Ooh, a re-read of all of Sayers sounds amazing! I'm fairly new to her, and am working my way through her works for the first time (currently reading Lord Peter Views the Body). And I pretty much always have an Agatha Christie lying around - currently going through some of her less known ones (and the Tommy and Tuppence ones which I've not read before).
A year full of books
A year full of friends
A year full of all your wishes realised
I look forward to keeping up with you, Paws, this year.
Hi Cousin Paws! Checking in because it just would not be a new year if I didn't...
I finished a book! Can't remember when I last did that. I was getting to tired of myself still reading the same thing that I just sat down and read for two straight hours until I'd finished it. I don't know how long it's been since I sat down and read for that long. Felt so good.
Howl's Moving Castle by Diana Wynne Jones
This book has been on my TBR list for a long time, since I saw the (absolutely amazing) Studio Ghibli film a few years ago. And then I saw Neil Gaiman mention Diana Wynne Jones on his twitter and figured that if she's endorsed by Gaiman, I really should get my thumb out of my behind and try reading her probably most famous book.
It's taken me a long time to read this - not the book's fault - and I'm so glad I finished it. It's a great book, where you can't really predict anything that's going to happen and it's quite a wild ride. I would love to read more of Jones's books at some point.
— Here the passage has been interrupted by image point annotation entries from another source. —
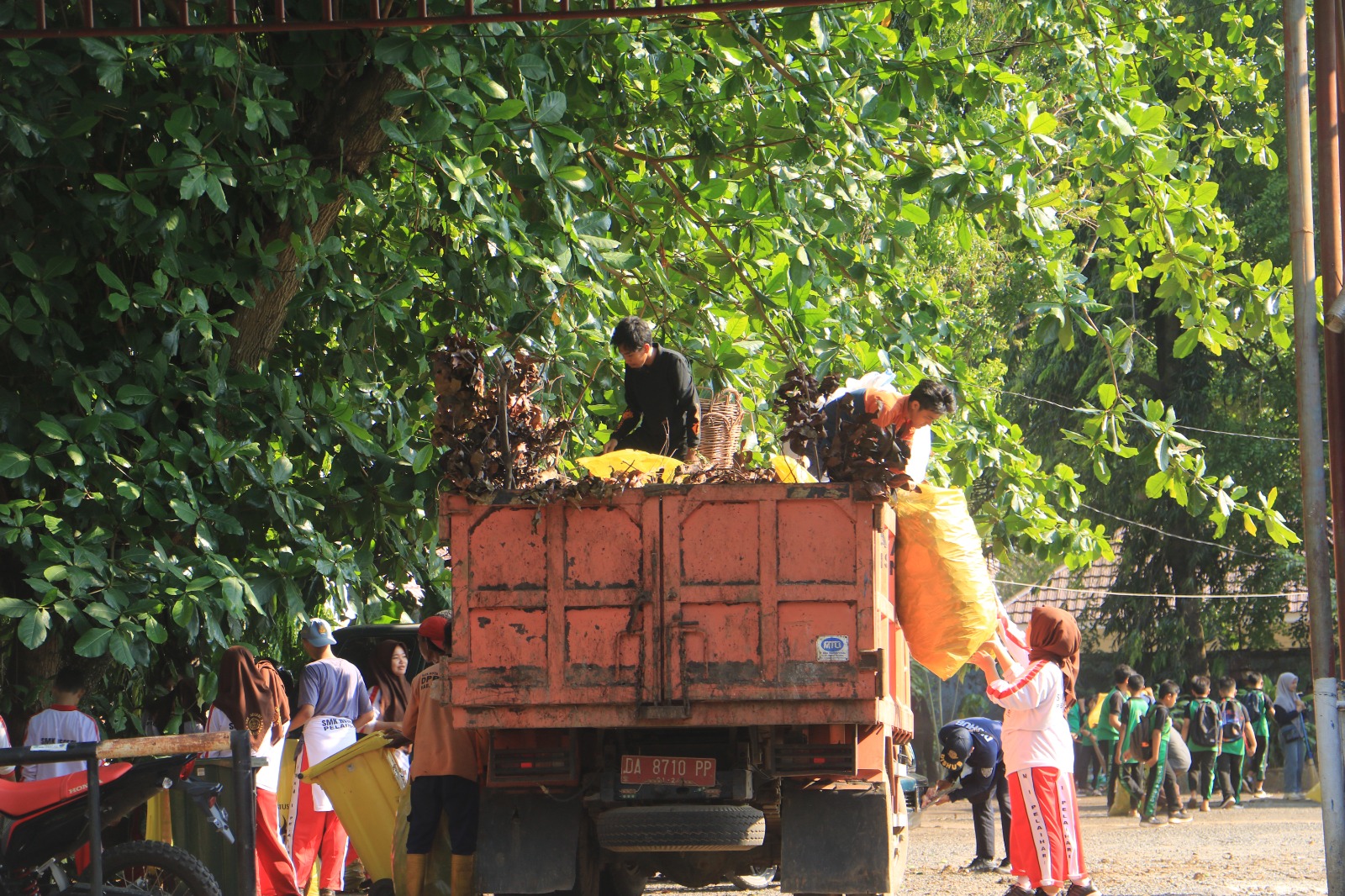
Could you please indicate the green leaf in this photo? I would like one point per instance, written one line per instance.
(132, 394)
(13, 463)
(93, 642)
(120, 647)
(551, 108)
(34, 627)
(504, 111)
(13, 607)
(915, 214)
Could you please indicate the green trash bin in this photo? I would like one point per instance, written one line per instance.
(192, 830)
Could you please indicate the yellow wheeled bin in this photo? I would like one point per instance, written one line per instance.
(365, 788)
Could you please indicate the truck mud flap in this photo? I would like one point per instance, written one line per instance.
(528, 842)
(837, 841)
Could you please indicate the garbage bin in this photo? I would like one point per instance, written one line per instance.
(363, 786)
(192, 830)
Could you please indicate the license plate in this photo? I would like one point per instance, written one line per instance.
(667, 770)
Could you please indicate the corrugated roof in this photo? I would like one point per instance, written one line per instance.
(1083, 593)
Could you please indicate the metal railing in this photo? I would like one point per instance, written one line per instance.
(93, 755)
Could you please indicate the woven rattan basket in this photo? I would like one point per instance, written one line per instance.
(721, 424)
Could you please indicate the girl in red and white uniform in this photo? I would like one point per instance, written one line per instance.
(1036, 688)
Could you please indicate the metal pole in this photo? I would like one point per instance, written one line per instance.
(94, 830)
(245, 813)
(1311, 463)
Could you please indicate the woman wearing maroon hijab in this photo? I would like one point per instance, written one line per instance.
(1036, 688)
(251, 697)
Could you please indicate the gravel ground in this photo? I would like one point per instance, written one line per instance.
(1270, 848)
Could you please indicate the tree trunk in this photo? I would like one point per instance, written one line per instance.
(347, 139)
(1194, 654)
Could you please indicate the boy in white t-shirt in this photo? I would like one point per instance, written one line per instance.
(61, 723)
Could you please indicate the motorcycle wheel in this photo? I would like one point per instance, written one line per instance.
(150, 867)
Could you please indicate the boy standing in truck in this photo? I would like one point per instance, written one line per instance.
(662, 414)
(444, 768)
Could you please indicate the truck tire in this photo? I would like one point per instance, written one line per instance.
(677, 829)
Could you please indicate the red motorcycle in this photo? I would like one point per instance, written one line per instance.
(46, 822)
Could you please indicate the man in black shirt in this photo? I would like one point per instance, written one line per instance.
(662, 414)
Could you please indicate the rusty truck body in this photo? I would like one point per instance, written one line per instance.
(697, 681)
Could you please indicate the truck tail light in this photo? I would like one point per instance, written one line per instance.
(533, 761)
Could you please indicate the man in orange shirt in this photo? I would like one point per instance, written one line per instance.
(927, 403)
(444, 768)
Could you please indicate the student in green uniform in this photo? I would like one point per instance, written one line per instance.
(1086, 747)
(1131, 771)
(1237, 737)
(1201, 732)
(1258, 709)
(1109, 725)
(1153, 751)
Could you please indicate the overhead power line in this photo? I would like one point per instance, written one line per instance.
(1172, 535)
(1102, 593)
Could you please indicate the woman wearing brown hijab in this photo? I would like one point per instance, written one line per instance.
(251, 697)
(1036, 687)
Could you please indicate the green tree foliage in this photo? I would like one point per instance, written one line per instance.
(225, 261)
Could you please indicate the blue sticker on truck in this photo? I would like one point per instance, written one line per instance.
(834, 649)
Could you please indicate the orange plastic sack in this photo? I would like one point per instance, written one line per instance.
(946, 602)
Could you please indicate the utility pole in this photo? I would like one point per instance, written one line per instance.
(1311, 463)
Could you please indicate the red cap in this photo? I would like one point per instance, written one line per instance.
(435, 630)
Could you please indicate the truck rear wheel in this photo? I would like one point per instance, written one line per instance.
(663, 829)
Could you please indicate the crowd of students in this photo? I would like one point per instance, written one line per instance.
(1212, 735)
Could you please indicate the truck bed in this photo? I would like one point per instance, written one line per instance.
(751, 604)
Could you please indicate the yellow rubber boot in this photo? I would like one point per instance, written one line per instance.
(414, 875)
(464, 876)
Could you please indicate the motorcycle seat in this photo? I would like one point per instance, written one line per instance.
(27, 797)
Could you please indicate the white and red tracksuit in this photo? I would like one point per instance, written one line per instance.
(1046, 848)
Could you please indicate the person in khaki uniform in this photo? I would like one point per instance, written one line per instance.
(444, 770)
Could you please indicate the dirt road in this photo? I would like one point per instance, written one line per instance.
(1270, 848)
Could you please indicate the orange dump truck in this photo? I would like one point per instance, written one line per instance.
(699, 681)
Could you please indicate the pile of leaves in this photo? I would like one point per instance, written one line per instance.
(861, 452)
(799, 400)
(865, 454)
(493, 434)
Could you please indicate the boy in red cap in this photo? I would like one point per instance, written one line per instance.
(444, 768)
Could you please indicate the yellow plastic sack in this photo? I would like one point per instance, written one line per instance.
(439, 867)
(629, 461)
(946, 603)
(790, 470)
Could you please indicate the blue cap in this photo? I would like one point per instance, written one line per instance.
(318, 633)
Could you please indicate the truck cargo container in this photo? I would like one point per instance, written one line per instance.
(699, 681)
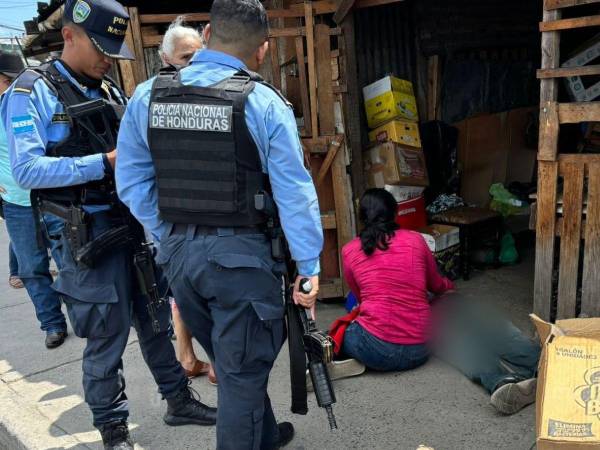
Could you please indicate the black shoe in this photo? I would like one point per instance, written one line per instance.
(55, 339)
(286, 433)
(184, 409)
(115, 436)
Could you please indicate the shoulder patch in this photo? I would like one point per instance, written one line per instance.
(22, 124)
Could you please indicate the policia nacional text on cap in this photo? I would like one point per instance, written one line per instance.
(61, 120)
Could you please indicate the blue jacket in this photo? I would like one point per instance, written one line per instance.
(272, 125)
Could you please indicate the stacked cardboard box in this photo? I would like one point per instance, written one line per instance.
(395, 160)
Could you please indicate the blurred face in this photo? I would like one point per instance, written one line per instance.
(82, 55)
(184, 50)
(4, 83)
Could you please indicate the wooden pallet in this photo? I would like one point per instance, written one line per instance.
(297, 34)
(575, 171)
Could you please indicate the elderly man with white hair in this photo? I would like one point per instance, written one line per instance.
(178, 46)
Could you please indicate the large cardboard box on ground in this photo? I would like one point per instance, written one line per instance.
(389, 98)
(568, 393)
(390, 163)
(399, 131)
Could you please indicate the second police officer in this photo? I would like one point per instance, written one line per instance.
(62, 147)
(194, 149)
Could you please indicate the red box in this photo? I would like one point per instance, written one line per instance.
(411, 215)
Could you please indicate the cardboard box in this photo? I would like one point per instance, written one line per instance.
(411, 215)
(390, 98)
(439, 237)
(399, 131)
(403, 193)
(389, 163)
(568, 392)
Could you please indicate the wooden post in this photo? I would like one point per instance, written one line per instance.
(570, 239)
(312, 72)
(547, 180)
(590, 295)
(352, 104)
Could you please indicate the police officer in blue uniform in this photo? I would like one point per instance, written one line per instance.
(62, 119)
(195, 147)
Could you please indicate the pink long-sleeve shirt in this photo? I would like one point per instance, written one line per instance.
(392, 287)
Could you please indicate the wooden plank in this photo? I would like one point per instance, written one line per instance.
(331, 288)
(556, 4)
(590, 285)
(579, 112)
(297, 10)
(128, 70)
(328, 220)
(545, 235)
(275, 69)
(287, 32)
(433, 86)
(324, 86)
(549, 127)
(343, 8)
(304, 96)
(568, 24)
(312, 73)
(154, 40)
(550, 59)
(138, 48)
(334, 146)
(564, 72)
(570, 241)
(341, 198)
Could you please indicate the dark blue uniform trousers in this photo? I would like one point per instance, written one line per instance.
(102, 304)
(229, 292)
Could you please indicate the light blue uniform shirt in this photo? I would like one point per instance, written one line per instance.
(272, 125)
(14, 194)
(33, 124)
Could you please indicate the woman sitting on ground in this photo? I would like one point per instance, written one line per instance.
(391, 272)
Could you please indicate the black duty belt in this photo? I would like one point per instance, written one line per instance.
(195, 230)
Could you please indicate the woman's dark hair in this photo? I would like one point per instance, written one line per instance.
(377, 213)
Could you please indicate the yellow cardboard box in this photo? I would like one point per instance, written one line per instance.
(400, 131)
(390, 163)
(568, 392)
(388, 99)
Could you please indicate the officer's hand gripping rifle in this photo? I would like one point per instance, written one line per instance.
(305, 340)
(319, 350)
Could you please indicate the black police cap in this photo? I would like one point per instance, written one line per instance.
(10, 64)
(105, 22)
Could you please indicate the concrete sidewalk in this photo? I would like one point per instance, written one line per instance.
(42, 407)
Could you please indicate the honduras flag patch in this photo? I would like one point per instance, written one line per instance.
(22, 124)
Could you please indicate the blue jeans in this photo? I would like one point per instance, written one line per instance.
(13, 264)
(485, 346)
(380, 355)
(33, 263)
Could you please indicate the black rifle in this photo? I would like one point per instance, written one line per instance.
(305, 340)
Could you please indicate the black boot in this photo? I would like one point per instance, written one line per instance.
(115, 436)
(184, 409)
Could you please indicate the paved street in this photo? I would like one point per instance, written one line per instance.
(42, 407)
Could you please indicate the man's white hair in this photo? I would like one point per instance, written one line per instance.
(175, 32)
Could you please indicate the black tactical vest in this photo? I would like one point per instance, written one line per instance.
(93, 129)
(208, 167)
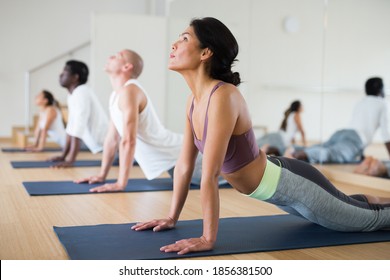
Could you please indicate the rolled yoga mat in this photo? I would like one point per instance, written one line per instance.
(235, 236)
(47, 164)
(69, 187)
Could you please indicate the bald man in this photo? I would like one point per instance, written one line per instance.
(134, 128)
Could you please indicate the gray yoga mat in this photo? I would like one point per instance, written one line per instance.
(235, 236)
(68, 187)
(47, 164)
(47, 149)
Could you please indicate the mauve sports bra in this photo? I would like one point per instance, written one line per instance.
(242, 149)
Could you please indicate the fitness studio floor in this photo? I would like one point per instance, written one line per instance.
(26, 222)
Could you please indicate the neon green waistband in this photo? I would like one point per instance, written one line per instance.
(269, 182)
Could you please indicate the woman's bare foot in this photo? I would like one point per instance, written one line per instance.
(377, 168)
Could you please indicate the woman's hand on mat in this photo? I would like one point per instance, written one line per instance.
(113, 187)
(91, 180)
(185, 246)
(56, 158)
(33, 149)
(156, 225)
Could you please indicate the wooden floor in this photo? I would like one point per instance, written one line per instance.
(26, 223)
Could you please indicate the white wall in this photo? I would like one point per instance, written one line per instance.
(357, 48)
(276, 67)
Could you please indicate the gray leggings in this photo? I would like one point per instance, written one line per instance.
(302, 190)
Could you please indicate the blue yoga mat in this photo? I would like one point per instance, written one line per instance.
(235, 236)
(47, 149)
(47, 164)
(68, 187)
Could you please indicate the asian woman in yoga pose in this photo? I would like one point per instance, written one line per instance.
(219, 126)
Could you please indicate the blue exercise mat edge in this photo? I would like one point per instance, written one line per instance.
(236, 235)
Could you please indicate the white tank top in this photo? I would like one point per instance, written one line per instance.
(157, 148)
(291, 129)
(57, 130)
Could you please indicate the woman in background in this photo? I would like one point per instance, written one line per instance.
(50, 122)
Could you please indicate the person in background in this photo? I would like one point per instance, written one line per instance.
(276, 143)
(373, 167)
(50, 122)
(87, 120)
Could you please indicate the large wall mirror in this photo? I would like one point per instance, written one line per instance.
(280, 59)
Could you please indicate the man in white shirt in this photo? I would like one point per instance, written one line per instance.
(87, 120)
(347, 145)
(135, 128)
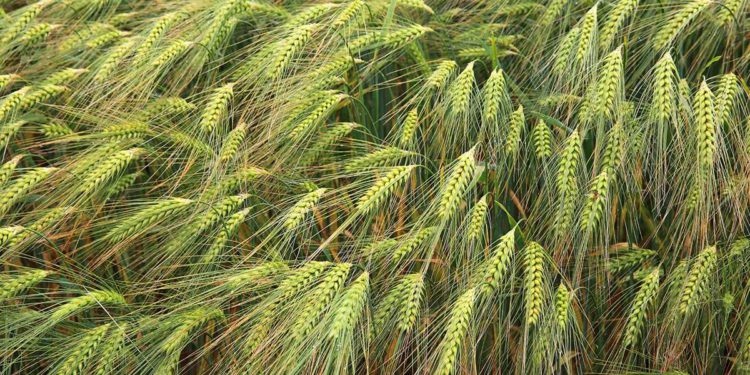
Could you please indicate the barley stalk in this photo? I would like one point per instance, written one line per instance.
(616, 18)
(382, 188)
(22, 186)
(457, 184)
(13, 286)
(350, 308)
(534, 282)
(542, 139)
(87, 301)
(567, 183)
(456, 330)
(697, 280)
(678, 22)
(497, 267)
(82, 353)
(643, 299)
(477, 218)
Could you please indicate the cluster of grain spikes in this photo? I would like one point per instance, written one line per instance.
(374, 186)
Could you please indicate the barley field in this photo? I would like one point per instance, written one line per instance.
(374, 187)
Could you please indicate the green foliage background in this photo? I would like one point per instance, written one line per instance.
(374, 186)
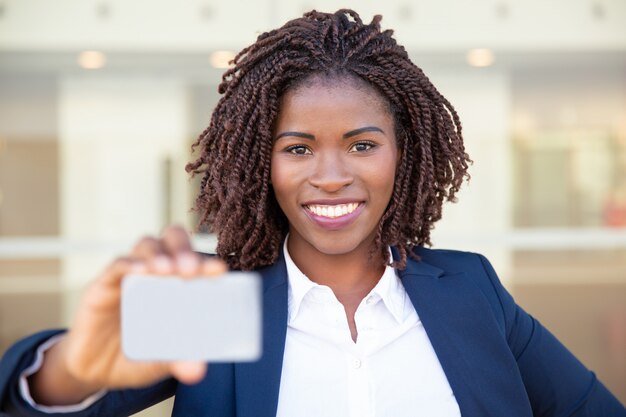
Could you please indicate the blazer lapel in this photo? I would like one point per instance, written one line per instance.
(257, 383)
(467, 340)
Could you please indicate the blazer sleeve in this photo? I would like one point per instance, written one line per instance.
(114, 403)
(557, 383)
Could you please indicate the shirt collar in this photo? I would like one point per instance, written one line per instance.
(389, 289)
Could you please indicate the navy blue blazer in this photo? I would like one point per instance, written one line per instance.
(498, 359)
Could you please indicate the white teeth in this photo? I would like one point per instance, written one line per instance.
(333, 211)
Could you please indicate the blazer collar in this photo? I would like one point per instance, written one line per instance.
(456, 318)
(257, 383)
(461, 327)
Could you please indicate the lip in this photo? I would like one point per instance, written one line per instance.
(335, 223)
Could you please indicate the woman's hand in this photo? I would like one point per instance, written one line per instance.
(90, 358)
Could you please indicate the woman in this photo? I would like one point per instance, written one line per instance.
(325, 166)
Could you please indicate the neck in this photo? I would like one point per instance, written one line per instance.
(351, 276)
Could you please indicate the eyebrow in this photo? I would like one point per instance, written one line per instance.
(345, 135)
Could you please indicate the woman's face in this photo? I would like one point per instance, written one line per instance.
(333, 165)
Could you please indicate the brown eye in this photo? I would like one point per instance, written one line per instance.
(298, 150)
(362, 147)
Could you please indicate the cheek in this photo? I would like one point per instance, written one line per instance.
(281, 179)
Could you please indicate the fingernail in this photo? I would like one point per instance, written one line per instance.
(162, 264)
(138, 268)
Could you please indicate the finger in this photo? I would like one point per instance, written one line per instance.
(152, 251)
(176, 240)
(188, 372)
(122, 266)
(213, 266)
(188, 264)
>16 PawsforThought: I haven't watched the film in ages. I really should pull it out for viewing sooner rather than later. Happy to hear that the book is also enjoyable.
>17 MickyFine: I was planning on rewatching it soon-ish, and possibly pair it with a few other Ghibli films that I haven't got around to watching yet.
Since I'm trying to read more poetry this year, I've spent some time this week reading Edith Södergran's Collected Poems. I've always been a bit hesitant to reading Södergran, for two reasons. 1. I'm usually more fond of rhyming poetry and Södergran has neithter rhymes nor necessarily much rhythm in her poems. 2. One of my teachers in upper secondary school - whom I wasn't very fond of - adored Södergran and couldn't stop talking about her.
But there's a new show on TV about poetry that I really like and it's opened up my eyes a bit so I'm diving in, and I'm liking it quite a bit so far. I doubt she'll ever be my favourite, but she wrote some wonderful poems that are just amazing (and profound).
>19 PawsforThought: I'm usually more fond of rhyming poetry and yet another thing we have in common. My major exception is e.e. cummings.
>21 karenmarie: I haven't read enough e. e. cummings to say what I feel about his poetry in general, but what I have read I liked - despite the non-rhymes. They do have a good rhythm, so that helps.